Nevya ist die Tochter des Schamanen und wird eines Tages seinen Platz einnehmen. Dadurch wird dann auch sie ein Mitglied des Rates sein, was wohl der Grund dafür ist, dass sie beim nächsten Treffen dabei sein wird. Ich werfe ihr einen verstohle-nen Seitenblick zu. Wie ich, hat auch sie nicht das typische Aussehen vom Clan des schnellen Leoparden. Ihre Haut und Haare sind heller und ihre Augen leuchten in einem satten Grün. Allerdings stammt ihre Mutter vom Clan des weißen Hirschen, also wird sich über Nevyas Aussehen nicht lustig gemacht.
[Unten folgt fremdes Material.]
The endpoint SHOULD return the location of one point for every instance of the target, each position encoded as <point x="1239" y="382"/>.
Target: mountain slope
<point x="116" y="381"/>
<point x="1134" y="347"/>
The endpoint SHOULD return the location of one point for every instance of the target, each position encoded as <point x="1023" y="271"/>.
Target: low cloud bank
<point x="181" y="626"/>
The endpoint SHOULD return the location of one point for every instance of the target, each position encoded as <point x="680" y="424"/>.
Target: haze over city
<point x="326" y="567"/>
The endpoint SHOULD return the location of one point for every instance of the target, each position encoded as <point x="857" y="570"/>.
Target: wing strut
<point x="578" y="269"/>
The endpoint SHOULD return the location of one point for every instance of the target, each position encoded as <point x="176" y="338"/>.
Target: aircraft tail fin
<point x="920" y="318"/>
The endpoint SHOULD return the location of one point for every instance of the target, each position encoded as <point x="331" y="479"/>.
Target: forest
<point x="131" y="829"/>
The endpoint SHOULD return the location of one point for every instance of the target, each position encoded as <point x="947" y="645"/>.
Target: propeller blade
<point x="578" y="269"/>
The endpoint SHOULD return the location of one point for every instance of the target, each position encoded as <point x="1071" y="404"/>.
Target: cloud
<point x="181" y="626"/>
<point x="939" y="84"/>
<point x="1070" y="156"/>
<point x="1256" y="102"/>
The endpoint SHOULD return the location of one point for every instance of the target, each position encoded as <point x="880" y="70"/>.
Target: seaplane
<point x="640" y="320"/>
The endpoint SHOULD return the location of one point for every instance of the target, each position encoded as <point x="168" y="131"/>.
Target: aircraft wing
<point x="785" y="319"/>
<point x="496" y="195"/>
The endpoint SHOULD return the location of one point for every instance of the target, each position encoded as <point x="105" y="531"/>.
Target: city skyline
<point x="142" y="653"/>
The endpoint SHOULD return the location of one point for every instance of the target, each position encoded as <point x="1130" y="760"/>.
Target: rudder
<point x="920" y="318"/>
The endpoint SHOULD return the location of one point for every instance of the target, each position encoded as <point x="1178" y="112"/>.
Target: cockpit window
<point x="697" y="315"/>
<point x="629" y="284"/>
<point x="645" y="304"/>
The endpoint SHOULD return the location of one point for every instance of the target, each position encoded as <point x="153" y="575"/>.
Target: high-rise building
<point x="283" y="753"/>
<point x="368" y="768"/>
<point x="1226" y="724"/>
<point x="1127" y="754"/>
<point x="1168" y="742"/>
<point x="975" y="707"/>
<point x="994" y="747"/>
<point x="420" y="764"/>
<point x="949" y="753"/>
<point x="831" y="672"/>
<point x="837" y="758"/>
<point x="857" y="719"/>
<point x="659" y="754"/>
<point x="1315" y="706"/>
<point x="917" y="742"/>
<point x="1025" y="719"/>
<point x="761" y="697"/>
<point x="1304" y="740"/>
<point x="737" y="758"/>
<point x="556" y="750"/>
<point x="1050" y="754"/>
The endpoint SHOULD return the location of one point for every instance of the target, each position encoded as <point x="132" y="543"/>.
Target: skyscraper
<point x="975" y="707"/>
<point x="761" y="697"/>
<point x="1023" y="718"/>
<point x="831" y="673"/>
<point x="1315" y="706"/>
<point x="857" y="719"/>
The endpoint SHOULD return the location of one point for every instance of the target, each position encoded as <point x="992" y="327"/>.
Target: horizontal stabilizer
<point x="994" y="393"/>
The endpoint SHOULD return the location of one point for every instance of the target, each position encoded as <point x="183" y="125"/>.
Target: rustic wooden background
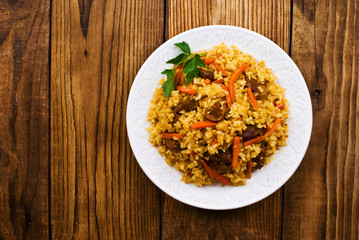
<point x="66" y="167"/>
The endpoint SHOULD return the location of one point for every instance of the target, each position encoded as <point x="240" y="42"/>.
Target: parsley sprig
<point x="190" y="61"/>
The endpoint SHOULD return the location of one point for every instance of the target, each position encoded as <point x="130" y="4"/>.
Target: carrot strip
<point x="234" y="77"/>
<point x="203" y="124"/>
<point x="228" y="96"/>
<point x="252" y="98"/>
<point x="189" y="91"/>
<point x="249" y="169"/>
<point x="267" y="134"/>
<point x="253" y="141"/>
<point x="236" y="141"/>
<point x="218" y="81"/>
<point x="219" y="68"/>
<point x="208" y="61"/>
<point x="215" y="175"/>
<point x="171" y="135"/>
<point x="214" y="142"/>
<point x="281" y="106"/>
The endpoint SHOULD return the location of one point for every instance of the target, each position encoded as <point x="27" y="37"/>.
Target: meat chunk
<point x="176" y="117"/>
<point x="251" y="132"/>
<point x="188" y="105"/>
<point x="173" y="145"/>
<point x="206" y="74"/>
<point x="224" y="157"/>
<point x="215" y="113"/>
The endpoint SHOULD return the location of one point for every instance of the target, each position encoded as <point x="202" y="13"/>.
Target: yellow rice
<point x="242" y="113"/>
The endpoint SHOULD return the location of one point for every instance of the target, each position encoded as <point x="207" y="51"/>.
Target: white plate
<point x="263" y="182"/>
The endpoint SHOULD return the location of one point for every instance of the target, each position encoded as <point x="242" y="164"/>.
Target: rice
<point x="196" y="144"/>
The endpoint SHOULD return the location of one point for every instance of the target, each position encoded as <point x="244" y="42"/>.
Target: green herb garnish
<point x="190" y="61"/>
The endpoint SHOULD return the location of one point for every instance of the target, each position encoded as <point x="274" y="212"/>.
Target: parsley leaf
<point x="184" y="47"/>
<point x="169" y="85"/>
<point x="178" y="59"/>
<point x="190" y="67"/>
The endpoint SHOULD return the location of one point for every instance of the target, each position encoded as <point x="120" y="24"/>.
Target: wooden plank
<point x="97" y="188"/>
<point x="261" y="220"/>
<point x="24" y="125"/>
<point x="321" y="200"/>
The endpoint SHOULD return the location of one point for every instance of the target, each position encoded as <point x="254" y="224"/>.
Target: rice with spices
<point x="213" y="146"/>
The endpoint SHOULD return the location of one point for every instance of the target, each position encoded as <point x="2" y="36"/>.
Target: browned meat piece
<point x="251" y="132"/>
<point x="260" y="160"/>
<point x="173" y="145"/>
<point x="224" y="157"/>
<point x="176" y="117"/>
<point x="188" y="105"/>
<point x="214" y="113"/>
<point x="206" y="74"/>
<point x="253" y="85"/>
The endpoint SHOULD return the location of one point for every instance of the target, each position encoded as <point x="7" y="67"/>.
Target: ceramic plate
<point x="264" y="181"/>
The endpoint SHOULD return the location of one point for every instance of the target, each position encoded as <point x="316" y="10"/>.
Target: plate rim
<point x="267" y="193"/>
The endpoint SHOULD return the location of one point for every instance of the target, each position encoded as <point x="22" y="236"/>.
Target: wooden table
<point x="66" y="167"/>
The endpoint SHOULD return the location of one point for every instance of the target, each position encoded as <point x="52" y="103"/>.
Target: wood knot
<point x="4" y="158"/>
<point x="316" y="92"/>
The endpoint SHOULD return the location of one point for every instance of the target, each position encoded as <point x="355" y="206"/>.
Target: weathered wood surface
<point x="66" y="167"/>
<point x="321" y="199"/>
<point x="24" y="119"/>
<point x="97" y="188"/>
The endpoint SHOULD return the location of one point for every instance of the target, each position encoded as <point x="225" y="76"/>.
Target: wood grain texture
<point x="258" y="221"/>
<point x="269" y="18"/>
<point x="24" y="119"/>
<point x="98" y="191"/>
<point x="321" y="200"/>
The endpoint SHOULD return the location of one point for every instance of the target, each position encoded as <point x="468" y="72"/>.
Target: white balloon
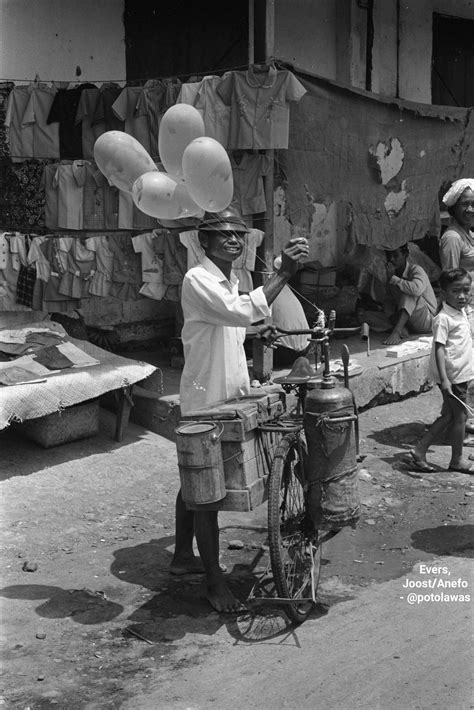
<point x="158" y="195"/>
<point x="180" y="125"/>
<point x="208" y="174"/>
<point x="121" y="158"/>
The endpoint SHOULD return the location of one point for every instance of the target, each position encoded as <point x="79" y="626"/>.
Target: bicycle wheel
<point x="294" y="553"/>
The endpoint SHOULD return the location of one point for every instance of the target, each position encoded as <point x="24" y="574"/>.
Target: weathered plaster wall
<point x="305" y="34"/>
<point x="57" y="39"/>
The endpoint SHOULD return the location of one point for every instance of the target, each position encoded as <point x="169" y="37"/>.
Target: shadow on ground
<point x="179" y="607"/>
<point x="36" y="458"/>
<point x="456" y="540"/>
<point x="84" y="606"/>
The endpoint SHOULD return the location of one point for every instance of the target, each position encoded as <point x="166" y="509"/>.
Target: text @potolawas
<point x="435" y="577"/>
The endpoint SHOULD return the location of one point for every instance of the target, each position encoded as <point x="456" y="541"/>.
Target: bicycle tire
<point x="294" y="551"/>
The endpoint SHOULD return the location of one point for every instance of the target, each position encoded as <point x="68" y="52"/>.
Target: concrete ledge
<point x="375" y="379"/>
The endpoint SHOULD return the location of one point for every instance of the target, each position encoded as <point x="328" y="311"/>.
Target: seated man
<point x="410" y="302"/>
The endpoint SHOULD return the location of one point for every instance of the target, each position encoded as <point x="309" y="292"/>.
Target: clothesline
<point x="190" y="74"/>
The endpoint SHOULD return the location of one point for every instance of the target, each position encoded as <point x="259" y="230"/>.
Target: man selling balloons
<point x="215" y="315"/>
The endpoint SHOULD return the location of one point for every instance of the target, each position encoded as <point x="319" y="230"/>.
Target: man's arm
<point x="415" y="284"/>
<point x="295" y="251"/>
Zudem wird ihr wegen ihrem Status als angehende Schamanin großer Respekt entgegengebracht. Ich kann von Glück reden, dass Nevya sich mit mir angefreundet hat, denn dadurch sind die Hänseleien etwas weniger geworden, auch wenn der Preis dafür ist, dass ich völlig in ihrem Schatten stehe.
Doch es macht mir nichts aus, unsichtbar zu sein, solange ich dafür meine Ruhe habe. Nur gelegentlich breche ich aus diesem Dasein aus und begehe solche Dummheiten wie die Prügelei mit Ashok.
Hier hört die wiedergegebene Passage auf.